A rare old bird is the Pelican,
His bill holds more than his belican
He can take in his beak
Enough food for a week
I’m darned if I know how the helican!
A gentleman dining at Crewe
Found quite a large mouse in his stew.
Said the waiter, “Don’t shout
And wave it about
Or the rest will be wanting one too.”
There was a small goldfish named Pinkie
Who went for a swim in the sinkie.
When out came the plug
He whispered “Glug, glug
I’ll be all at sea in a winkie.”
There was an old woman from China
Who went to sea on a liner.
She fell off the deck
And twisted her neck
And now she can see right behind her.
There once was an old man of Lyme
Who married three wives at a time
When asked “Why a third?”
He replied, “One’s absurd!
And bigamy, Sir, is a crime.”
These rhymes were designed by a priest
To affect you religious like yeast.
If they help you to grow,
Like the yeast in the dough.
There’ll be one better Christian at least.

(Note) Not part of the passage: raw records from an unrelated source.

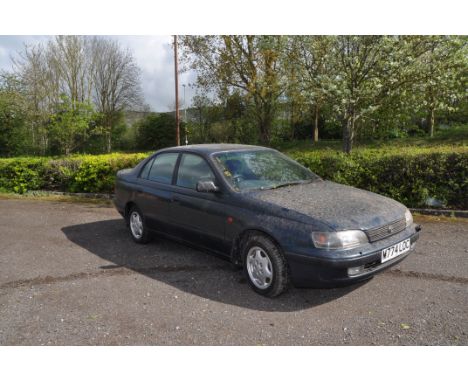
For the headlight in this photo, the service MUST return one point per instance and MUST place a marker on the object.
(338, 240)
(408, 218)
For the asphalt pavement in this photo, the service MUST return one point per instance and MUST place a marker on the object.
(71, 275)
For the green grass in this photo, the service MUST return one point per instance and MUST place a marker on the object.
(454, 139)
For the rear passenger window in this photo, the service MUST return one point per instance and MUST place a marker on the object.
(145, 172)
(192, 169)
(163, 168)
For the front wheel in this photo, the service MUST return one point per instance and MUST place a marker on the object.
(265, 266)
(137, 226)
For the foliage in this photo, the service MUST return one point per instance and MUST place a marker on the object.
(13, 134)
(77, 173)
(410, 175)
(156, 131)
(69, 125)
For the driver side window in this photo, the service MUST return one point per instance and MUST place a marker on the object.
(192, 169)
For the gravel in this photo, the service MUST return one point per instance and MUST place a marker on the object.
(70, 275)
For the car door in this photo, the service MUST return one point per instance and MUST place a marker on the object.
(154, 194)
(198, 217)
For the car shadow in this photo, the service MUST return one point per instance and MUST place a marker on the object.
(187, 269)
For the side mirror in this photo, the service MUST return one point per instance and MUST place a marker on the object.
(206, 186)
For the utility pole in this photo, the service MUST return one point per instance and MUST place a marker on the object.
(185, 118)
(176, 73)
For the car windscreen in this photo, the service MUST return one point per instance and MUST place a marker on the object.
(261, 169)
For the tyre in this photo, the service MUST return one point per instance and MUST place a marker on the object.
(137, 226)
(265, 266)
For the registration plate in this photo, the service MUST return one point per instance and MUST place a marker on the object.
(396, 250)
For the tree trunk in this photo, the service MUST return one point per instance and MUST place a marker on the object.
(265, 127)
(348, 132)
(109, 142)
(431, 121)
(317, 111)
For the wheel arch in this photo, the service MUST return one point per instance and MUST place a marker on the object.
(236, 255)
(128, 207)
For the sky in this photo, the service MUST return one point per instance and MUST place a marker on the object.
(153, 55)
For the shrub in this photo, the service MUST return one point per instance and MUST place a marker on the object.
(78, 173)
(409, 175)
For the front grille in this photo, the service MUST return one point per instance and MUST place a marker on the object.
(387, 230)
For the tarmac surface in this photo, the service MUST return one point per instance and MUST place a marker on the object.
(71, 275)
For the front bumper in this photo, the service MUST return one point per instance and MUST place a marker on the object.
(315, 270)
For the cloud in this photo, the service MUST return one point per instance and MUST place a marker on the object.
(153, 54)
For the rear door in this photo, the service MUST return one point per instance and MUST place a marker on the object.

There was a young fellow named Hammer
Whose had an unfortunate stammer
“The b-bane of my life”
Said he, “Is m-m-my wife
D-d-d-d-d-d-**** er !”
I sat next to the Duchess at tea,
Distressed as a person could be.
Her rumblings abdominal
Were simply phenomenal
And everyone thought it was me.
There was a pert young lass of Madras
Who had a remarkable ***.
Not rounded and pink
As you’d probably think.
It was gray, had long ears and ate grass.
A sensitive girl named O’Neil
Once went up in the big Ferris wheel.
But when half-way around
She looked down at the ground
And it cost her a two dollar meal.
A canner exceedingly canny
One morning remarked to his granny
“A canner can can
Anything that he can
But a canner can’t can a can, can he?”
A professional diver named Lee
Makes jumps which the crowd pays to see.
Once he plunged from an oak
Drawing cheers from the folk,
For his shorts remained hung in the tree.